As one of my spiritual director’s said, “If a person knows that you love them, you can tell them anything.”  Starting with “don’t” and “no” no matter how correct ends the game before it even begins.  This does NOT mean compromising the faith.  It does mean presenting it over a long enough period of time in which it can be heard.  

Wednesday, August 30, 2017

FIRST PRINCIPLES REVISTED

Two of the first things one learns about revelation (in the Catholic Church especially) is that, firstly, Jesus is the fullness of revelation.  He is the final “Word” when it comes to the understanding of our faith in this world.  Because of this, the second point is that all revelation came to and end with the death of the last Apostle.  The reason for this is that they walked and talked with Jesus and are the last of those who could let us know what Jesus revealed to them.

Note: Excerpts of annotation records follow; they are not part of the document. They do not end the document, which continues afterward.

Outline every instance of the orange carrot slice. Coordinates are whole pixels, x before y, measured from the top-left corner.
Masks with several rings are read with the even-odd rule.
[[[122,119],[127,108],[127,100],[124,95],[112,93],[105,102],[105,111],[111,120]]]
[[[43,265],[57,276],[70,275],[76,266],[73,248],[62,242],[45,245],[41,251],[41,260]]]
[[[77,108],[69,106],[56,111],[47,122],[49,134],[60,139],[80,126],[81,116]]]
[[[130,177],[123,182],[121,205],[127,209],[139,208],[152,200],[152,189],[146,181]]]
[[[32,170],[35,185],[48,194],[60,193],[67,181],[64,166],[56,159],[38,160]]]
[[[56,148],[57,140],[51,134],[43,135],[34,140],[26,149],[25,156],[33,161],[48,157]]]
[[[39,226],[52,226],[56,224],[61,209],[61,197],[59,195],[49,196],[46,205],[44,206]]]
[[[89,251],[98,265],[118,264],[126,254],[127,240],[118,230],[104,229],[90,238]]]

This is taken into account when the Blessed Virgin or another saint or angel is said to be appearing and giving messages or locutions.  If anything new is being said, the claim that such an event is taking place is not recognized as being true.  So, for example, when Mary was purported to be appearing in Barberton, as long as she was saying things such as, “Pray,” and, “Listen to my Son,” we as Church were at least open (and extremely curious.)  But when the message changed to the end of the world being upon us, on a certain date, and that we should get cabins in the woods and stock up, it was all over.  Jesus never revealed that.  In fact, He revealed quite the opposite.  This is also the reason that an apparition will not be reported as being worthy of attention until it is over and everything is reported.

We may be accused as Church of defining things as dogma as late as the 1950s.  But even these things had to be in line with what was believed since Apostolic times, with the teachings of the Church Fathers, and held in belief by the earliest times in the Church.  They have simply recently been defined.  If it invents something or runs counter to the past 2,000 years of faith and Tradition, it is to be thrown out.  This is how we keep on track.  We can’t say, “Now we know better!  We were wrong the last 2,000 years!”

Which brings me to a sign I saw on a local church building the other day.  Printed over a rainbow was the slogan, “God is still speaking.”  What does this imply exactly?  It seems that the banner makers are saying that some of the ways of believing that sexuality has been revealed to us has changed.  If this is the case there are only two possibilities.  1) Revelation has somehow reopened.  2)  Somehow the modern movement in the understanding of sexualtiy, gender and related issues IS in keeping with 2,000 years of belief.  Proving this would be an onerous undertaking.  


I DO believe God is still speaking.  Which, now that I think about it, means that I could have misunderstood the banner.  God is still saying, pray, love, forgive, unity, hope.  On that I think all agree.  But as for the how we need to look to the Fullness of Revelation as the true fullness of revelation.  If you want to challenge the Catholic Church on these topics, these are the playing grounds on which to engage it; more ancient than the death of the Apostle John, more stable than the Coliseum.